Parrotbills have always been a great subject of interest for the bird-watchers. Among all Black-breasted parrotbill takes a special place. Black-breasted parrotbill (Paradoxornis flavirostris)is relatively lesser seen species among all the parrotbill species.This vulnerable species is treated as rare by the bird-watchers because in recent times it,s suitable habitats are getting destroyed every day. Grass land dominated with cogon grass (Imperata cylindrica), common reed (Phragmites) and reedmace (Typha)etc are its suitable habitat in the flood plains of river Bramhaputra of Assam and Lohit of Arunachal Pradesh. Restricted grass-land burning in protected areas, river erosion, domesticated animal grazing in river-side grass lands etc are some of the common problems due to which the habitats of this species is going down every year.

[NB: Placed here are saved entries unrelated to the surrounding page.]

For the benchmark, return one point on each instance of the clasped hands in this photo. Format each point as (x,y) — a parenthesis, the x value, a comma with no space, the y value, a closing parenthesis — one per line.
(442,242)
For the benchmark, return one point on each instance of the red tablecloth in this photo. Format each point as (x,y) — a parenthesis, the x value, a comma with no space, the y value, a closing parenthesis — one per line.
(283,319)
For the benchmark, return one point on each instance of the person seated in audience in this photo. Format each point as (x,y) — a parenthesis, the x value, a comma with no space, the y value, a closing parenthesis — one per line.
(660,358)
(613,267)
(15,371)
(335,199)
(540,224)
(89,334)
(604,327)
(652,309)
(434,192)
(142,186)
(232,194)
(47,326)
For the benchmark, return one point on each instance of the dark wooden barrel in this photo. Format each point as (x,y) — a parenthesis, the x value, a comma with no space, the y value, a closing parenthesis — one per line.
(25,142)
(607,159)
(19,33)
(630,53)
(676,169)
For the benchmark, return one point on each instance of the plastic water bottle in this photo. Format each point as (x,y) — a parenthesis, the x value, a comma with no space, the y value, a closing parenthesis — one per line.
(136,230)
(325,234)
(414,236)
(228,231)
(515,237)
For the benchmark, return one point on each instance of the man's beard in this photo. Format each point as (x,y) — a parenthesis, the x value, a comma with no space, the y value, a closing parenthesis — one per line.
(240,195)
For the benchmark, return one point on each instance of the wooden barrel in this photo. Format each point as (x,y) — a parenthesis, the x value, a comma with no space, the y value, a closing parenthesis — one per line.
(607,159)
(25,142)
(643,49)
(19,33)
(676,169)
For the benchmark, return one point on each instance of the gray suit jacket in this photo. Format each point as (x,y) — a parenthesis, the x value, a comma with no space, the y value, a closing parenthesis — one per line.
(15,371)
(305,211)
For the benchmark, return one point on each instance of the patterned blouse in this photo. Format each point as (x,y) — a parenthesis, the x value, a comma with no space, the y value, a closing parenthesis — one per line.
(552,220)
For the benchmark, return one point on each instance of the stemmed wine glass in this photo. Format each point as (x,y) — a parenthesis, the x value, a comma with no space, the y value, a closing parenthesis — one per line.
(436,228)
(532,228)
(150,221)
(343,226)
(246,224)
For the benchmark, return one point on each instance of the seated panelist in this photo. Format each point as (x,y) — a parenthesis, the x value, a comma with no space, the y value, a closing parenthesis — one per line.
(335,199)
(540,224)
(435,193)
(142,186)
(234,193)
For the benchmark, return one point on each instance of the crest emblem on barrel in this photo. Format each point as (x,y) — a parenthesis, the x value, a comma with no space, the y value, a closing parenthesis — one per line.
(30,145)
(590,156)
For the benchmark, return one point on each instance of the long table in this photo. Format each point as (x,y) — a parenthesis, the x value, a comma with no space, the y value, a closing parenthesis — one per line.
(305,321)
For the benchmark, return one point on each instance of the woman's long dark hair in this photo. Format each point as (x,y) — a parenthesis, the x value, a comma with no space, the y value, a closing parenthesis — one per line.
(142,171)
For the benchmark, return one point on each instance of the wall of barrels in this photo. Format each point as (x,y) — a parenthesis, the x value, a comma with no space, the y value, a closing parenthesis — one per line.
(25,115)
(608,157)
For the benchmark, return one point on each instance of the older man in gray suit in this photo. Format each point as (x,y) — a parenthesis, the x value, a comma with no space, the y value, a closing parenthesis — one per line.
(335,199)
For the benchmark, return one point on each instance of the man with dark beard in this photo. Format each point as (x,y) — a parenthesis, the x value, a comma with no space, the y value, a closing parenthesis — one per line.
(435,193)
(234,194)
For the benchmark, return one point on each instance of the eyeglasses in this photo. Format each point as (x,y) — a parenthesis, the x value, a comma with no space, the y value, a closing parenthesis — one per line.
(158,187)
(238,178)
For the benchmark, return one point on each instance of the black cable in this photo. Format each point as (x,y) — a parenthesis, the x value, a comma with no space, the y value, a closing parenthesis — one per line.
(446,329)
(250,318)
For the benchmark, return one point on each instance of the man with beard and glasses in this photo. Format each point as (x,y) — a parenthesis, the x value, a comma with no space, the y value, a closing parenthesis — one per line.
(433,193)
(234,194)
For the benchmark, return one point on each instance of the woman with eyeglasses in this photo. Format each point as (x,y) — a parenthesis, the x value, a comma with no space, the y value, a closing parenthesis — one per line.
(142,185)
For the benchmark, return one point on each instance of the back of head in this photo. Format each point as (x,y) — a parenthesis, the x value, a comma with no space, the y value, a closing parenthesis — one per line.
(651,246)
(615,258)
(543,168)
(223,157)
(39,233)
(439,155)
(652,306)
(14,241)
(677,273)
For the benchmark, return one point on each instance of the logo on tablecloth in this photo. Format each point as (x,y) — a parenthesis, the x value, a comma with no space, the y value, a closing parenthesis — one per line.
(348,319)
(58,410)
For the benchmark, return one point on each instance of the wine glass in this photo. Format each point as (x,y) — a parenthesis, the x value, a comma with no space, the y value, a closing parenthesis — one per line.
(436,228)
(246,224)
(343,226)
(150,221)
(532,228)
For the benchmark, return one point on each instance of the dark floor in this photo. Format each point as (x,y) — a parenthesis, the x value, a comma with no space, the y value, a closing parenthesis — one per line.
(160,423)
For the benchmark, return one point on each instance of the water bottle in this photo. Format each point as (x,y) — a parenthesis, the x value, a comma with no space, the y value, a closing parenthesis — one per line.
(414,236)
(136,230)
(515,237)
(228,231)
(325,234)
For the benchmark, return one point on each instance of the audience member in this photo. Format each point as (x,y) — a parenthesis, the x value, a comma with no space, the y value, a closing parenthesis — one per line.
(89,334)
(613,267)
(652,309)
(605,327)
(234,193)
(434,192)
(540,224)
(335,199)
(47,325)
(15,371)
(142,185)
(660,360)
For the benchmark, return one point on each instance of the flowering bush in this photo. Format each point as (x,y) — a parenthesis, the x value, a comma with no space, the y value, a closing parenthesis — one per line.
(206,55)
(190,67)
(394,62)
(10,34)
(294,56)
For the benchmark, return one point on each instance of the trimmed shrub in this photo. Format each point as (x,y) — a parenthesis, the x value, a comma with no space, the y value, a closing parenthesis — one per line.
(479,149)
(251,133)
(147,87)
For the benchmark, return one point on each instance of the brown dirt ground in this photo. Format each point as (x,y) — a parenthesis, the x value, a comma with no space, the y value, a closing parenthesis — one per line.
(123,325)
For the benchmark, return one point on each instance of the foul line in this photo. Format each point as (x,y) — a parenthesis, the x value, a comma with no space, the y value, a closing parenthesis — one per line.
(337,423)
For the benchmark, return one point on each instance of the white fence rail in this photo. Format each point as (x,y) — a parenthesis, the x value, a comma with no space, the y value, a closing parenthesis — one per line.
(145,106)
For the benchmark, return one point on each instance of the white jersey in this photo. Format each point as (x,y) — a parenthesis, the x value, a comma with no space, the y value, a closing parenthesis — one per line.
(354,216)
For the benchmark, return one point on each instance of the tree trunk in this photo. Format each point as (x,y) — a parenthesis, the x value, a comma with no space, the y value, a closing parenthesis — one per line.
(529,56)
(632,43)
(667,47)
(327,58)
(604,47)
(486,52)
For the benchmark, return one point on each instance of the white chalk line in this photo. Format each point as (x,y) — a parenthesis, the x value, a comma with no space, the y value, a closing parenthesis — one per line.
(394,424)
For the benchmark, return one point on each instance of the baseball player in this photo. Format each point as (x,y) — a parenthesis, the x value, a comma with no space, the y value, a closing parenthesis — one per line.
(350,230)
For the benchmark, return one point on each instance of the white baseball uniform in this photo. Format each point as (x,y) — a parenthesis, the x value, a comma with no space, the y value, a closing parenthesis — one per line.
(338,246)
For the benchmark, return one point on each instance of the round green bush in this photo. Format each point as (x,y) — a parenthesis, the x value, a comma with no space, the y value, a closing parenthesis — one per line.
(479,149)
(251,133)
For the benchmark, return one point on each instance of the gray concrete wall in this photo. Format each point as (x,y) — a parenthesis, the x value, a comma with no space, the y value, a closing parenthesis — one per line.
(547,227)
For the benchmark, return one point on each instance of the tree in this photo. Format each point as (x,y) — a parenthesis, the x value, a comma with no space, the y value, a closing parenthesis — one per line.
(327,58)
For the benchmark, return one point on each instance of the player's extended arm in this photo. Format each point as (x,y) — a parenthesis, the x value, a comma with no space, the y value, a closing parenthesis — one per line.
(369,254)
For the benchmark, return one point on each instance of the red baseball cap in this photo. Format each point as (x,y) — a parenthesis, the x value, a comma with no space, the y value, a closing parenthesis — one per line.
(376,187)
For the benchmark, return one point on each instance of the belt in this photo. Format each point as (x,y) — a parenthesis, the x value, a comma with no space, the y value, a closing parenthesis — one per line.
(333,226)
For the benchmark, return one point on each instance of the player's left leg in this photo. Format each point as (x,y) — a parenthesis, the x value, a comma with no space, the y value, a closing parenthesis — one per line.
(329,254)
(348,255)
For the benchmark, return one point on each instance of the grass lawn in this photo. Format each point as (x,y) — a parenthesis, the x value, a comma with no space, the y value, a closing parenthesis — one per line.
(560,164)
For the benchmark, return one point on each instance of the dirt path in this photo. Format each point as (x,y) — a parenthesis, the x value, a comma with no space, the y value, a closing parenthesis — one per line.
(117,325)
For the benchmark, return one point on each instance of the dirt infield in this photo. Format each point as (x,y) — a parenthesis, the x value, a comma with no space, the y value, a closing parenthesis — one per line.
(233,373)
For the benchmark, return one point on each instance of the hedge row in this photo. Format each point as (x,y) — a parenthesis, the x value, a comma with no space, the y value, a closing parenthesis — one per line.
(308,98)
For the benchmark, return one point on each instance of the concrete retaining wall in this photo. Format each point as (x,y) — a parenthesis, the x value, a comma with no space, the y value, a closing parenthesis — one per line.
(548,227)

Eastern swamp deer, R. d. ranjitsinhi, is a sub-species of Swamp Deer (Rucervus duvaucelii syn. Cervus duvaucelii), a species only found in Assam.Once it is believed to be found only in Kazirannga National Park of Assam, a tiny population has also been reported from Manas National Park. The heard of Eastern Swamp Deer is a treat to the eyes for any wildlife lovers. Specially when they pay attention to your presence they give you the perfect moment to shoot. They are always one of my fav subjects in Kaziranga.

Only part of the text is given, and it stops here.